Share your dilemmas and get honest opinions from other Mumsnetters.

OP posts:
Maddy70 · 03/09/2023 08:56

Newnamehiwhodis · 03/09/2023 08:18

I do not feel in the least bit sorry for men.

You sound delightful

Cadenza12 · 03/09/2023 08:57

I guess that as you get on in life you reflect on the opportunities you've had, or missed for whatever reason. In life you don't get everything and there's no way of knowing what life would have been like if different paths were taken. You've more chance of having children if you start young but then you'll find that you give up other things. This guy didn't think about children until he was in his 40s so would have needed someone probably 10 years younger. Narrows the field. Maybe better to count the good in life that you have rather than focus on what you may or may not have missed.

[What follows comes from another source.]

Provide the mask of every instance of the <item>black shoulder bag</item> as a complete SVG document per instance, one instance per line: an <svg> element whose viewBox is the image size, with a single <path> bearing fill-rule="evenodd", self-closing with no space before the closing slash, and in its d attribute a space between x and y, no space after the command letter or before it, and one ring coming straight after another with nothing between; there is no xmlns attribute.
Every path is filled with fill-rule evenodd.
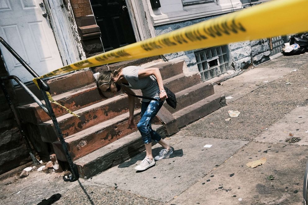
<svg viewBox="0 0 308 205"><path fill-rule="evenodd" d="M168 96L168 98L166 99L166 102L167 102L167 104L169 105L171 107L174 109L175 109L176 107L176 103L178 102L176 101L175 95L172 92L172 91L168 89L167 87L164 86L164 89L165 89L165 90L166 91L166 93L167 93L167 96ZM156 100L156 101L160 100L160 99L155 99L155 98L152 97L146 97L145 96L137 96L135 95L133 95L132 94L128 93L125 91L124 91L125 93L129 95L130 95L131 96L135 96L135 97L140 98L144 98L147 100Z"/></svg>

Maddy70 · 03/09/2023 08:58

Riverlee · 03/09/2023 08:34

It’s sad for him and for any person, male or female, that doesn’t have children for any reason.

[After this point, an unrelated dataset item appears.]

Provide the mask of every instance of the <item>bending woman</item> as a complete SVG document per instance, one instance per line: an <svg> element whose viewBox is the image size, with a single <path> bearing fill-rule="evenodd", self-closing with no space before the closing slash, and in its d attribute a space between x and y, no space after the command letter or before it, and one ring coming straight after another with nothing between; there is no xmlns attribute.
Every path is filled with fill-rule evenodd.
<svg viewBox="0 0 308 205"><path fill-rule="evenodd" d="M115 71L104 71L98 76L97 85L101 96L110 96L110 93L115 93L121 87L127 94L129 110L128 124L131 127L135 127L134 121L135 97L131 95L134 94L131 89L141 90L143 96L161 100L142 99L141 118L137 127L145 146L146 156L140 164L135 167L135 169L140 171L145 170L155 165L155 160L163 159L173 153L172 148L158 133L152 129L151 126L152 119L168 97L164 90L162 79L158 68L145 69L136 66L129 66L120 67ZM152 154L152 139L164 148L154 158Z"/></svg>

Really? Some people choose not to have children and it is not sad,

It is desperately sad for both men and women who regret not having children or can't for whatever reason

tokenname · 03/09/2023 08:59

If children were a low priority for him before then why is he surprised and sad he doesn't have them now?
Sounds to me like he's just scared of aging and loneliness. There are other ways to combat that apart from relying unfairly on your kids to look after you.
Something a friend to me said struck a chord when I was saying to him that I've struggled long and hard with the debate whether to have kids myself - "if you really wanted them you'd have had them by now". He's right, I would have prioritised seeking men who wanted a family and put my career/lifestyle second place if I was really driven to have them.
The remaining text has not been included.